Warum dann solch scharfe Posts, fragt ihn einmal der TV-Sender Al Jazeera: „Die Dinge werden da vielleicht manchmal nicht ganz diplomatisch ausgedrückt, aber ich meine, dass unsere Bürger und die anderer Länder Informationen von Politikern in einer verständlichen, einfachen Sprache erhalten sollten, ohne Doppeldeutigkeit und diplomatische Tricks.“
Rotation im Kreml: 2012 tritt Medwedew wieder zurück ins Glied. Vorgänger Putin wird, wie geplant, Nachfolger und sorgt in den Jahren danach mit einer Verfassungsänderung dafür, dass solche Manöver nicht mehr erforderlich sind.
Einst ein Hoffnungsträger
Als Putin Ende der 1990er-Jahre nach Moskau geht und dort schnell aufsteigt, holt er seinen Freund Medwedew nach, zum beiderseitigen Vorteil. 2008 löst Medwedew Putin aus Verfassungsgründen als Präsident ab.
Damals ist der smarte, adrette Medwedew noch ganz Diplomat und Hoffnungsträger auf ein modernes, freies Russland. Er wagt einen Neustart mit dem Westen, bremst ein umstrittenes Mediengesetz aus. Doch auch unter ihm gibt es kurz nach der Amtsübernahme Krieg und die vom Westen scharf kritisierte Anerkennung zweier von Georgien abtrünniger Gebiete.

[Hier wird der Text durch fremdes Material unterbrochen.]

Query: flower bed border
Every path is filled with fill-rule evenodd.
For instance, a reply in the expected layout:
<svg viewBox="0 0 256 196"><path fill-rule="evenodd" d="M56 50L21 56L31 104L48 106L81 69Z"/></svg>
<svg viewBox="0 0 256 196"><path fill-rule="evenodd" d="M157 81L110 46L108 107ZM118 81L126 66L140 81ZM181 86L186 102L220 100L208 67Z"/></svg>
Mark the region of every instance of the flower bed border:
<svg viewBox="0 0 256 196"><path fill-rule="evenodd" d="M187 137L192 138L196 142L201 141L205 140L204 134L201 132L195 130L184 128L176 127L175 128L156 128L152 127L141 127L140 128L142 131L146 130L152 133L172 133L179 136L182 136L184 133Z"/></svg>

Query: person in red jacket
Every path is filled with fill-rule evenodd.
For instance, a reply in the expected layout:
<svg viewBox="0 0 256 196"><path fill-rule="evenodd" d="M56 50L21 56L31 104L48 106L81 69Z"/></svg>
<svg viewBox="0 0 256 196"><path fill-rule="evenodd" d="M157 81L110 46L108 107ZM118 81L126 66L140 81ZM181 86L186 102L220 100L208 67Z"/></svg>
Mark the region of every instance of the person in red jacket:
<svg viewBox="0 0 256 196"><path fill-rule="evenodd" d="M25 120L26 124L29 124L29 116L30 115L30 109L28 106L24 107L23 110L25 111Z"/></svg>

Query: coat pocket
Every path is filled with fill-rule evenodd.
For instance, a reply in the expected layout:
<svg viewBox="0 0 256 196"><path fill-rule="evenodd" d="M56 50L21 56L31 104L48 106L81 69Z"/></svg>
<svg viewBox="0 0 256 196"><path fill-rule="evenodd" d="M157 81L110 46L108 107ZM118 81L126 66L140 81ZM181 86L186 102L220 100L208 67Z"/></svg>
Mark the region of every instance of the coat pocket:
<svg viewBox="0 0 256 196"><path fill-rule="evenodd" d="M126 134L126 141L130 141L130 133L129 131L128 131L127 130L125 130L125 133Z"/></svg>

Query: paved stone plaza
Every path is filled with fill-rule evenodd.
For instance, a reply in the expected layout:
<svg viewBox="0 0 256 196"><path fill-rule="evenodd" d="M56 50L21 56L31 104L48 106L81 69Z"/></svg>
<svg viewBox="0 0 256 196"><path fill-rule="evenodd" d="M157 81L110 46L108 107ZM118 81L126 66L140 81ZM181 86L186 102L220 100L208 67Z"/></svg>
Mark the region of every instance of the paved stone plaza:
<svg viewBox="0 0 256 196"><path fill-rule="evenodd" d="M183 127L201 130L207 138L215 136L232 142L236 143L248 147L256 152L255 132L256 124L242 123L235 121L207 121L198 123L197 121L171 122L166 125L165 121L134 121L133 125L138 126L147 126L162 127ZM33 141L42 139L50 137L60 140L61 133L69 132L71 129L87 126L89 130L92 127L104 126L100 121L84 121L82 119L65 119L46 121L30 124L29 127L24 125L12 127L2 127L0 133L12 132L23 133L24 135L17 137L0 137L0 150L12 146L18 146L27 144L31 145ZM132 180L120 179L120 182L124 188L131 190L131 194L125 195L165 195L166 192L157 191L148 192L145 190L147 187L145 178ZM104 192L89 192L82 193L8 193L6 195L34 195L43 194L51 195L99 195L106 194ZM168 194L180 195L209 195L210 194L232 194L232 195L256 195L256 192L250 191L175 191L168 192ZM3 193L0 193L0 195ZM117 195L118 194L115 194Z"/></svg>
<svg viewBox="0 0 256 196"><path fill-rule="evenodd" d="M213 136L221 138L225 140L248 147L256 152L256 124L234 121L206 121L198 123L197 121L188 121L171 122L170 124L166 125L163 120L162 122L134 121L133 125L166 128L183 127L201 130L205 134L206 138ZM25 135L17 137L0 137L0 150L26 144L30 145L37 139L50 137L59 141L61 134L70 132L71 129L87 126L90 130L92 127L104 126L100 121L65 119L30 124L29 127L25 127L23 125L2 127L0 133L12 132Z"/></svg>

2012 rotiert Medwedew wieder zurück ins Glied, wird für ein paar Jahre Ministerpräsident unter Putin. Heute führt Medwedew die Regierungspartei „Einiges Russland“, ist Vize-Chef des Nationalen Sicherheitsrates, der über Außen- und Verteidigungspolitik mitentscheidet. Sein Vorgesetzter auch dort: Putin.

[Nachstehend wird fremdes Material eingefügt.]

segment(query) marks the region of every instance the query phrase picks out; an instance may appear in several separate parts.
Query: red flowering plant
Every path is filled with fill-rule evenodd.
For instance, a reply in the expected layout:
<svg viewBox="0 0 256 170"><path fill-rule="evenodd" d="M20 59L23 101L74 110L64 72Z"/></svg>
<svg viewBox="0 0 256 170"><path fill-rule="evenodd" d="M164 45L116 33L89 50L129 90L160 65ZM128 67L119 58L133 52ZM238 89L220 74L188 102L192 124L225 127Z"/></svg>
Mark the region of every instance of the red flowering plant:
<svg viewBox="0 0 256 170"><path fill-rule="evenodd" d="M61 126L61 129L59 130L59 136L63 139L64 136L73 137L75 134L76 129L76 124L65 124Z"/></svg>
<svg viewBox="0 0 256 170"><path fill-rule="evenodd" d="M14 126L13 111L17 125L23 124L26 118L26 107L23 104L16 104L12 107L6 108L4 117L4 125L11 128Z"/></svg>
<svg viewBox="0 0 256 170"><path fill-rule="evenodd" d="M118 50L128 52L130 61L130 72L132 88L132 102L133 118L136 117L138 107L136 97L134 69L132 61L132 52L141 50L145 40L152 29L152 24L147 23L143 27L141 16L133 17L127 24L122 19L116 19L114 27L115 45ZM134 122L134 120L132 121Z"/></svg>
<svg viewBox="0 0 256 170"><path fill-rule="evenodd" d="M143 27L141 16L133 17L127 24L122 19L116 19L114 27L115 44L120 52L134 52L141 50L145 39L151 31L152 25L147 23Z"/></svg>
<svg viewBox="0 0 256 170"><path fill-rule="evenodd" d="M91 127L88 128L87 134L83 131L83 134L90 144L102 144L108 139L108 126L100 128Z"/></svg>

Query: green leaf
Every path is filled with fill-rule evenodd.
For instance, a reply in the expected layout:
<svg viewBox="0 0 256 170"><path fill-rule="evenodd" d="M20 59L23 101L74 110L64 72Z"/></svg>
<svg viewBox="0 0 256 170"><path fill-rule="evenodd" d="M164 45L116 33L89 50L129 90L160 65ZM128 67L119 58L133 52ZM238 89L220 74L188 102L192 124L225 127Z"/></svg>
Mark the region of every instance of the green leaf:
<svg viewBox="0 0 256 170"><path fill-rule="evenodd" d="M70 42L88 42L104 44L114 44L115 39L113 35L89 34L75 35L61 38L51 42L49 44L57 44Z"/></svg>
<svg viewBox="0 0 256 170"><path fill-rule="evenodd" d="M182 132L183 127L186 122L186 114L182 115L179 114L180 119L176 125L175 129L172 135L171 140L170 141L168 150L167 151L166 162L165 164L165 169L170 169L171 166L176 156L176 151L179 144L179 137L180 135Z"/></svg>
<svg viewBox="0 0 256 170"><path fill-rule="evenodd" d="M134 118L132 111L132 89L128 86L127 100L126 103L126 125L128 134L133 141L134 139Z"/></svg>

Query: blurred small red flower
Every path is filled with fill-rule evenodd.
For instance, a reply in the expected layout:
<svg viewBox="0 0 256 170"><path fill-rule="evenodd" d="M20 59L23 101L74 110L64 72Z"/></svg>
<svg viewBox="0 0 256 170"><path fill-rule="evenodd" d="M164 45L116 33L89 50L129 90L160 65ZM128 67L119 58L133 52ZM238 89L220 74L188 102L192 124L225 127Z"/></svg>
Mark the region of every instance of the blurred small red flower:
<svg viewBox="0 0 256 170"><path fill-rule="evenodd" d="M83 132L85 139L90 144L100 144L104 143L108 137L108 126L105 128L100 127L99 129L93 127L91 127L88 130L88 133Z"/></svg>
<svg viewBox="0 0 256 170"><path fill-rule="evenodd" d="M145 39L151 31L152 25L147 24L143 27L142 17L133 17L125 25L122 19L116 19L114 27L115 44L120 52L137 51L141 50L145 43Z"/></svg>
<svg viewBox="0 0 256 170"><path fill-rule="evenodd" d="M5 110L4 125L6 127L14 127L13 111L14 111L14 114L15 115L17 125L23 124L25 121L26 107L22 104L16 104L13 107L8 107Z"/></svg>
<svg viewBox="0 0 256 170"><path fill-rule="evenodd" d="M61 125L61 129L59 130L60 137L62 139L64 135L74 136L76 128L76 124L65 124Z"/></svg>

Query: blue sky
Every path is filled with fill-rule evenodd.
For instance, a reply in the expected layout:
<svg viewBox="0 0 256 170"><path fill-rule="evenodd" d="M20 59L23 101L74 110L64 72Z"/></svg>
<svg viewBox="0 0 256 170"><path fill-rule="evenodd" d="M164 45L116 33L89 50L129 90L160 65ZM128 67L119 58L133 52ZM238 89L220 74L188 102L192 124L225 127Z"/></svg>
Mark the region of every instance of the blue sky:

Es scheint, je länger Medwedew nicht mehr Nr. 1 ist, je länger der Ukraine-Krieg dauert, desto schärfer seine Kommentare: Selenskyj sei ein freches Schwein. Merz lüge wie Goebbels. Im deutschen Exil wertet Politologin Jekaterina Schulmann dies auf YouTube so:
„Es gibt einfach Personen, deren Aufgabe es ist, auf dem Tisch Kasatschok zu tanzen und das Publikum im Lande und außerhalb abzulenken, während wichtige Leute wichtige Dinge tun. Das sind Figuren wie Medwedew.“
Als Bad Boy politisch überleben
Im Jahr des Kriegsbeginns gegen die Ukraine plädiert Medwedew gar für die Wiedereinführung der ausgesetzten Todesstrafe, wenn es in Russland nicht ruhig bleibe. Generell kommt er an: Sein X-Account auf Russisch hat mehr als vier Millionen Follower.
Alexander Kynew, unabhängiger Politologe in Russland, sagt auf dem liberalen YouTube-Kanal Zhivoj Gvozd: „Er spielt schon lange den Bad Boy, der solch grenzwertige, oft schockierende Posts schreibt. Aber ohne Einfluss. Sie sind ein Mittel, auf der politischen Agenda zu bleiben. Das ist seine Art, politisch zu überleben.“
Jüngstes Beispiel: Europas Politiker, die versuchen, die Ukraine an den Tisch des Trump-Putin-Gipfels in Alaska zu bekommen, sind bei Medwedew auf Telegram „Euro-Schwachsinnige“, die Amerikas Bemühungen behindern, den Ukraine-Konflikt zu lösen. So tritt er immer wieder kurz aus Putins Schatten.